Late Monday night, the foreign ministry said in a statement that Chinese ships, including a survey boat, were violating the 1982 UN maritime law off the coast of Sabah and Sarawak in Malaysia.
No details were given about the number of ships involved or when the incident took place.
Malaysia’s consistent position and actions are based on international law, protecting our sovereignty and our sovereign right to water, the statement said. “Malaysia also protested against the previous intrusion of other foreign ships into our waters.”
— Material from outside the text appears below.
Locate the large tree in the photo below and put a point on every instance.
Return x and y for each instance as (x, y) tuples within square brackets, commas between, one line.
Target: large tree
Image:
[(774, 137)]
Malaysia, the Philippines, Vietnam and Brunei claim parts of the South China Sea off their coast, while China claims almost the entire area under the so-called Nine-Dash Line, which the International Court of Justice ruled in 2016 unfounded.
In recent years, Beijing has stepped up its operations in the disputed waters, building artificial islands, setting up military outposts on rocky streams and islands, and deploying huge fishing vessels and ships from its naval militia.
Last year, Malaysia and China were at a standstill for months at sea in Sarawak, where the Malaysian national oil company Petronas was exploring for oil and gas. China also sent a survey ship to the area on that occasion.
According to the Asia Maritime Transparency Initiative, China has 227 outposts in the disputed waters and also controls Scarborough Shoal, which was seized from the Philippines in 2012.